Firefly を用いた機能は日々凄まじいスピードで進化しています。Adobe MAX で紹介された新しい機能はどれもパワフルで作業スピードの向上に役立つものばかりです。

さらに今回山下さんが紹介してくれた、After Effects と Photoshop や Illustrator の組み合わせ、あるいは木村さんのチャレンジコーナーの Illustrator と Firefly Web アプリのように、アプリケーションを自在に組み合わせることによっても、生成機能の可能性はさらに無限に広がっていくように感じられました。

次回の『Adobe Firefly Camp』は 11 月後半に開催予定です。今年の 3 月から始まったこの Firefly Camp も、次回開催をもって今シーズンを終了します。最終回は再登場となるタマケンさんをゲストにスペシャルな内容を企画中とのこと。ぜひ次回もお楽しみに!

番組参加者からの質問への回答

Q: 実際にクライアントに AI 関連のことを言われたことはありますか?
A: あります。使用するイラストに生成 AI は利用しないでほしい。イメージに関わるため。

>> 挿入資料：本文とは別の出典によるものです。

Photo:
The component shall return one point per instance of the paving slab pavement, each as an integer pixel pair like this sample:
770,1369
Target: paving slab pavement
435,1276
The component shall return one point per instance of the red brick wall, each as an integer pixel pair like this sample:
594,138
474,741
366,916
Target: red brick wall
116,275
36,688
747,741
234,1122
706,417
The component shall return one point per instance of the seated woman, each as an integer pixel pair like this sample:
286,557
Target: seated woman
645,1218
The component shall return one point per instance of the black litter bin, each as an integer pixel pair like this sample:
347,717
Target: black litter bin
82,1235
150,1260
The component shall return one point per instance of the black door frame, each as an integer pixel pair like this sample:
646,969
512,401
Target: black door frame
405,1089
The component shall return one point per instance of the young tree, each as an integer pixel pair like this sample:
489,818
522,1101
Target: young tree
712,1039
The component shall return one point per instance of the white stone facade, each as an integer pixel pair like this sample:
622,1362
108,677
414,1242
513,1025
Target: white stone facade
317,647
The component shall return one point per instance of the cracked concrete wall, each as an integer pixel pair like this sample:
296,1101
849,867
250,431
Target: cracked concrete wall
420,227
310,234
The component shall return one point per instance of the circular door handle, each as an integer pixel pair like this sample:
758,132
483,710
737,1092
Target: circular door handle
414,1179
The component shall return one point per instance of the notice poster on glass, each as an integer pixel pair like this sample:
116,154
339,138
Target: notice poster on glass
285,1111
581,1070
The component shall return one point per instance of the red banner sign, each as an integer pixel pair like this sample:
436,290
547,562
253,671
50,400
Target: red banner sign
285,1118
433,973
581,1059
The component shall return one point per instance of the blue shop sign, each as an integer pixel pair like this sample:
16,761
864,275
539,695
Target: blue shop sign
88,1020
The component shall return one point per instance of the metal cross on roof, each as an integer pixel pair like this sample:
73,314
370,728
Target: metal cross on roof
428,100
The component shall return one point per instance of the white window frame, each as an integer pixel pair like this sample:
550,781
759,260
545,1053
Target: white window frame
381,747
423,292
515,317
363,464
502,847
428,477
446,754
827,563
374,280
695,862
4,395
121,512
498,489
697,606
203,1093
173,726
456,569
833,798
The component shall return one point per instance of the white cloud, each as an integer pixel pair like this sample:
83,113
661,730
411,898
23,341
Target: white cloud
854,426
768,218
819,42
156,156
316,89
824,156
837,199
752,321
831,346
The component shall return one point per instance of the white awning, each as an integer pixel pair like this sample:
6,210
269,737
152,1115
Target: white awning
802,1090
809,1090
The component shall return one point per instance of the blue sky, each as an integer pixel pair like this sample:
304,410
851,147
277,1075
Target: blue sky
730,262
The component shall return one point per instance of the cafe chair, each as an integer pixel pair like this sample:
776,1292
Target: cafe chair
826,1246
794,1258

Q: Firefly を使用する際に気をつけていることはありますか?
A: メインで使うのではなくあくまで補佐として使うように心がけています。自分がコントロールできる範囲で利用を続けていきたいと思います。

Q: バナーを少しだけ動かしたい時に After Effects 以外のツールを使う方法はありますか?
A: Adobe Express は簡単なアニメーション機能も追加されているのでオススメかもしれません。

Q: アニメーションをつける際に心がけていることはどんなことですか?
A: 画面に込められている感情を伝えられるようにしたいといつも思っています。

Q: アニメーションのアイデアはどのように集めていますか?
A: Pinterest などはもちろんですが普段の生活で目に入るものは動きのヒントになるなといつも思います。現実ってすごいです。